Guest More than 1 year ago
Bestiary, Robert Masello's follow-up to Vigil, is an entertaining story about the gorgon, the phoenix, and other legendary 'beasts of Eden,' and their transferral to Los Angeles, CA by an Iraqui billionaire, Mohammed al-Kalli. Paleontologist Carter Cox, and his wife, Beth, an art curator, are tapped to deal with, respectively, the failing health of these fantastic animals, and the translation of the ancient document detailing their history, the bestiary. Things go wrong almost immediately before, literally, all hell breaks loose when the animals break free during a huge forest fire fuelled by the Santa Ana winds. The plot is quite interesting, but several unnecessary passages merely padded the novel, while Masello's obsession for littering almost every paragraph with annoying dash marks as punctuation continually interrupted the pace. Lastly, the offhand mention of Arius (a character from Vigil) a few times in the middle and end of the novel, without providing any backstory, cheated the reader in the long run. It could have been so much better.

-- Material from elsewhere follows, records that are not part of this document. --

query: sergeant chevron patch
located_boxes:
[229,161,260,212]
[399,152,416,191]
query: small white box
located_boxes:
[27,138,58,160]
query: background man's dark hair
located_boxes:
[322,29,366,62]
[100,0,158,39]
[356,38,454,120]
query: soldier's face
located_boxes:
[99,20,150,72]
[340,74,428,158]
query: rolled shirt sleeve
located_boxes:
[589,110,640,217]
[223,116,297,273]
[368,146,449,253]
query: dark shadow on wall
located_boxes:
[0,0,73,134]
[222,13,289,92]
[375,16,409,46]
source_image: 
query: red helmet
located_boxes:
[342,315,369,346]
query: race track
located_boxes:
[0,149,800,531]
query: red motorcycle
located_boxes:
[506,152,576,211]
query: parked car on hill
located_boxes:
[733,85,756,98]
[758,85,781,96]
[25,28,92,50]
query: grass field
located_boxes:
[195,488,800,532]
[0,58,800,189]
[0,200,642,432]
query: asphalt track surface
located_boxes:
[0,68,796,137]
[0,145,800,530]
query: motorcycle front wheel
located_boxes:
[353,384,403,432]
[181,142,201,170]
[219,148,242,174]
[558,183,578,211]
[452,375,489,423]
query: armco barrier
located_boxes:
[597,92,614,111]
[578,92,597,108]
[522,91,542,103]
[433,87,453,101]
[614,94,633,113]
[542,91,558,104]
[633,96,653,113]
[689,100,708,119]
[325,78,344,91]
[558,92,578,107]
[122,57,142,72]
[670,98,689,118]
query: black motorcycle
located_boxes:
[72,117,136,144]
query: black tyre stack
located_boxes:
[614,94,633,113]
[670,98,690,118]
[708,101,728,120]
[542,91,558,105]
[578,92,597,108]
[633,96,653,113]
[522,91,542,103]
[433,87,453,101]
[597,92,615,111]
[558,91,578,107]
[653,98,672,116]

Guest More than 1 year ago
Bestiary, Robert Masello's follow-up to Vigil, is an entertaining story about the gorgon, the phoenix, and other legendary 'beasts of Eden,' and their transferral to Los Angeles, CA by an Iraqui billionaire, Mohammed al-Kalli. Paleontologist Carter Cox, and his wife, Beth, an art curator, are tapped to deal with, respectively, the failing health of these fantastic animals, and the translation of the ancient document detailing their history, the bestiary. Things go wrong almost immediately before, literally, all hell breaks loose when the animals break free during a huge forest fire fuelled by the Santa Ana winds. The plot is quite interesting, but several unnecessary passages merely padded the novel, while Masello's obsession for littering almost every paragraph with annoying dash marks as punctuation continually interrupted the pace. Lastly, the offhand mention of Arius(a character from Vigil) a few times in the middle and end of the novel, without providing any backstory, cheated the reader in the long run. It could have been so much better.